The U.S. military has started moving parts of the controversial THAAD anti-missile defense system into a planned deployment site in South Korea, Yonhap news agency reported on Wednesday, amid high tensions over North Korea's missile and nuclear programmes.
The United States and South Korea have agreed to deploy THAAD in response to the threat of missile launches by North Korea but China says it will do little to deter the North while destabilizing the regional security balance.
Trailer trucks carrying parts of the Terminal High Altitude Area Defense (THAAD) system entered the site on what had been a golf course in the county of Seongju in a southern region of South Korea, Yonhap news agency and YTN television reported.
The arrival of the six trailers sparked clashes between locals and police, Yonhap agency also said.
The THAAD battery is being deployed to counter the threat from North Korean missiles but is strongly opposed by China, which fears it will undermine its own military capabilities.
South Korean defense ministry officials and U.S. military officials could not immediately be reached for confirmation.

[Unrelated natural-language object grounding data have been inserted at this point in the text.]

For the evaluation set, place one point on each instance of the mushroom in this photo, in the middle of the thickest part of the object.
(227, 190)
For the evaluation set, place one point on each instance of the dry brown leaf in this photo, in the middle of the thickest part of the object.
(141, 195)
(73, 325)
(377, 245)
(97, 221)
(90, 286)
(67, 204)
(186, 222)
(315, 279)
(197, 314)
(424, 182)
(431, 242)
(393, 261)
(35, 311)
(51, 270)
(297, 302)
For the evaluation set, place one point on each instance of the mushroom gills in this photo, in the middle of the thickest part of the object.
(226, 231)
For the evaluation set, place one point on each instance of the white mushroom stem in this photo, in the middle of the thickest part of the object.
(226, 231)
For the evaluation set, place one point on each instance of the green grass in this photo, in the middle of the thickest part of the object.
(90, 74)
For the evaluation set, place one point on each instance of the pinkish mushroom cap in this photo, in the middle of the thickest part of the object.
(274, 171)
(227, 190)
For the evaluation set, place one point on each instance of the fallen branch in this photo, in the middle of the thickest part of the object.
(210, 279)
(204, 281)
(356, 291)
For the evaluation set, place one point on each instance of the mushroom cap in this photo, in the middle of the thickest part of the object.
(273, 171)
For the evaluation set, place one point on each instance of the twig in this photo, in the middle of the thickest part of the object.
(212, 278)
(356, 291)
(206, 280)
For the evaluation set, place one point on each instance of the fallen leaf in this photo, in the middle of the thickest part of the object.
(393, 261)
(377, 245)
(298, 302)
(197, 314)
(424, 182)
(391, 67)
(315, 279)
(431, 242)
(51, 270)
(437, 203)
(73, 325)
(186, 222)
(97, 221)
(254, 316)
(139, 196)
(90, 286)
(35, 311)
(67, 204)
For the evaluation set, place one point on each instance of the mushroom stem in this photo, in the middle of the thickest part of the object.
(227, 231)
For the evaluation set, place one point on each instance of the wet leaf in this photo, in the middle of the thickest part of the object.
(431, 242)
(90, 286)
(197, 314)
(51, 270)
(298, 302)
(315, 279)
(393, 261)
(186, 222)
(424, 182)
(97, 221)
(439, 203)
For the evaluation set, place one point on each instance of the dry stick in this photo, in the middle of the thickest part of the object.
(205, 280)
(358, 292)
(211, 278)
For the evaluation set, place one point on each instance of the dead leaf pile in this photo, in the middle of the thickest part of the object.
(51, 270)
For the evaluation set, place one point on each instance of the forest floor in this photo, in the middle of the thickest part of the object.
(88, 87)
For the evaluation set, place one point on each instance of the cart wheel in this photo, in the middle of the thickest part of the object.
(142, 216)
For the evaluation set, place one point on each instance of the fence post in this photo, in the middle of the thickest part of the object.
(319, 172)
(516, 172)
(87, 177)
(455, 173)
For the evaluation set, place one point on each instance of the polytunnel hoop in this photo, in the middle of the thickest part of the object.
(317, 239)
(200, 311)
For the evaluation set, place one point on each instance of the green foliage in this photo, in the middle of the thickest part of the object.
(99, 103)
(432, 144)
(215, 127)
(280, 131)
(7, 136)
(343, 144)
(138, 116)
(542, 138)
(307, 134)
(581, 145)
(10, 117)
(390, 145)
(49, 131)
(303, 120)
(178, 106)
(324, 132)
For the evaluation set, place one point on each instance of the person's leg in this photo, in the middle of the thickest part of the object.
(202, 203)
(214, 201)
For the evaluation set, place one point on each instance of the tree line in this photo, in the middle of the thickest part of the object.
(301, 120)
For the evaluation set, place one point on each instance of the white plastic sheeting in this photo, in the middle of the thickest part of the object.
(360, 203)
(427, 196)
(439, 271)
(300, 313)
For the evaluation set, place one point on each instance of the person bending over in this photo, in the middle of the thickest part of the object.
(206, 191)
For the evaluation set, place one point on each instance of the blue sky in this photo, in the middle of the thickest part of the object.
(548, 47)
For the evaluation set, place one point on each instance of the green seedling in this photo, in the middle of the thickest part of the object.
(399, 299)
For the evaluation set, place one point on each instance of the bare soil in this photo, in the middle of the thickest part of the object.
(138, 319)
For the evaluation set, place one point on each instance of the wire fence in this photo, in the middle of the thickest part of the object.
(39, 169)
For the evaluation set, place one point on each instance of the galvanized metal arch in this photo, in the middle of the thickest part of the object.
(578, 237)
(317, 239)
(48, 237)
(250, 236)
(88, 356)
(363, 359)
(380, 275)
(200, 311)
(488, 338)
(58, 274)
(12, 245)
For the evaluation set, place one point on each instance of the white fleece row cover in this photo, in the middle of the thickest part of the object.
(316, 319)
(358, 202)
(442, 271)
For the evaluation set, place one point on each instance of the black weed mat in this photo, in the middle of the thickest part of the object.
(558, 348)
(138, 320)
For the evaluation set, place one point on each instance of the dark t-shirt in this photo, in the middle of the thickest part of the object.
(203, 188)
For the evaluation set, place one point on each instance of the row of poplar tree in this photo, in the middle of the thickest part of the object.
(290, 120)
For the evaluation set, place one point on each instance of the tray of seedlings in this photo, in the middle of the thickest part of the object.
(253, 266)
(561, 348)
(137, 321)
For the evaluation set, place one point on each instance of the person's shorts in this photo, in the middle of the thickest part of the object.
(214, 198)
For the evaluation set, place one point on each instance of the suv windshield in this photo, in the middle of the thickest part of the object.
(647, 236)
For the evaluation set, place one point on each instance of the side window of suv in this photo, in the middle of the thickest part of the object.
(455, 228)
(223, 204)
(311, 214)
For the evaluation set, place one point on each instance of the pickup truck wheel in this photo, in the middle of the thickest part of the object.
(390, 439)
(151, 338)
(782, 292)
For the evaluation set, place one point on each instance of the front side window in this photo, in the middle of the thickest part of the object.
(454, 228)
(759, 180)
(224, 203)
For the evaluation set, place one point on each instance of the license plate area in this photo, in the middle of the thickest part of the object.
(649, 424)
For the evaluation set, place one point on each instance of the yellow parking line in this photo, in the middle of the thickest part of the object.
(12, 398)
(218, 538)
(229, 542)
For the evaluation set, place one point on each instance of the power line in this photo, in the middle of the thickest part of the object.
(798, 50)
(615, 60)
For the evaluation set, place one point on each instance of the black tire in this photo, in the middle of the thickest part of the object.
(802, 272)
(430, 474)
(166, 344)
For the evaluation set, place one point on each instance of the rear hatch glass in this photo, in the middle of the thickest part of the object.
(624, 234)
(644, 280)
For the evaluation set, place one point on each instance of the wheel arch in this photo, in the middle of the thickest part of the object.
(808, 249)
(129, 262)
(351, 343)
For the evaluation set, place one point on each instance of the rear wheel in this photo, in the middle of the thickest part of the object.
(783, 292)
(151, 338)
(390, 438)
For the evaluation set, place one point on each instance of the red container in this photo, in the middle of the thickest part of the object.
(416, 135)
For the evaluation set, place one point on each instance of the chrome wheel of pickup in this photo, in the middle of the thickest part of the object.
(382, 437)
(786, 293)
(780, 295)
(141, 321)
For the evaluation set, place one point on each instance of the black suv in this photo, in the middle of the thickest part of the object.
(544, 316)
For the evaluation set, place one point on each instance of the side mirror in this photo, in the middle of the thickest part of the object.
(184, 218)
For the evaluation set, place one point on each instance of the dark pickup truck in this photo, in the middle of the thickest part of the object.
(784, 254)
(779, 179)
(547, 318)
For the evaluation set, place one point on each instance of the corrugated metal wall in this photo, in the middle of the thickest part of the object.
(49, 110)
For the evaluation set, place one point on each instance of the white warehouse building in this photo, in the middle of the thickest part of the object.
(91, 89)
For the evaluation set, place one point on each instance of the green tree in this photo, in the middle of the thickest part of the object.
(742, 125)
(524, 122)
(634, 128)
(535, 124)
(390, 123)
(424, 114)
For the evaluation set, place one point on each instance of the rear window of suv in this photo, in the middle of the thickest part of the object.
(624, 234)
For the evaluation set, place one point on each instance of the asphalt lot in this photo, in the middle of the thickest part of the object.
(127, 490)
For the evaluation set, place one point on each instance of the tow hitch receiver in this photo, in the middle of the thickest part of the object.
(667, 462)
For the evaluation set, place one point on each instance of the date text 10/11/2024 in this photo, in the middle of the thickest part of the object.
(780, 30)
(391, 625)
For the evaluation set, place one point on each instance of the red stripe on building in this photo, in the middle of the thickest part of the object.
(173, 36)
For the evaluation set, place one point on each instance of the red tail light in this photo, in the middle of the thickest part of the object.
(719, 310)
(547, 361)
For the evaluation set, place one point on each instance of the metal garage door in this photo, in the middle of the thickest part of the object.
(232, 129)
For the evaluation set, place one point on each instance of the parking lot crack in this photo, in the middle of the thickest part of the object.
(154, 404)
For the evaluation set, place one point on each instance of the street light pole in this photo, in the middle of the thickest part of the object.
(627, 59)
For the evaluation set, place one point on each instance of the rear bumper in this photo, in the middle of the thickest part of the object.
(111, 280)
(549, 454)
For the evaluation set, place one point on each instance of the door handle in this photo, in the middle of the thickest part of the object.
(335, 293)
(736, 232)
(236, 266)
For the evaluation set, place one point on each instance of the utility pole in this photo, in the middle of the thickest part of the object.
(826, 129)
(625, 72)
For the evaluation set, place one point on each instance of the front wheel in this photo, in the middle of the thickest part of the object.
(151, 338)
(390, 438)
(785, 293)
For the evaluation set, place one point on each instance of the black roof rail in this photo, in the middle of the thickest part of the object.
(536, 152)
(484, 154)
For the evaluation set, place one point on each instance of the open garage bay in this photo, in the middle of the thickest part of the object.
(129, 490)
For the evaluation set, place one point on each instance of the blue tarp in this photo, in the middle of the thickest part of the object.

The United States began moving the first elements of the advanced missile defense system into South Korea in early March after the North test-launched four ballistic missiles.
But the U.S. and South Korean militaries have been reluctant to publicly discuss the progress of the deployment as candidates in a May 9 presidential election debated whether the move should go ahead or be delayed until after the vote.
South Korea has said China has discriminated against some South Korean companies in retaliation against the deployment.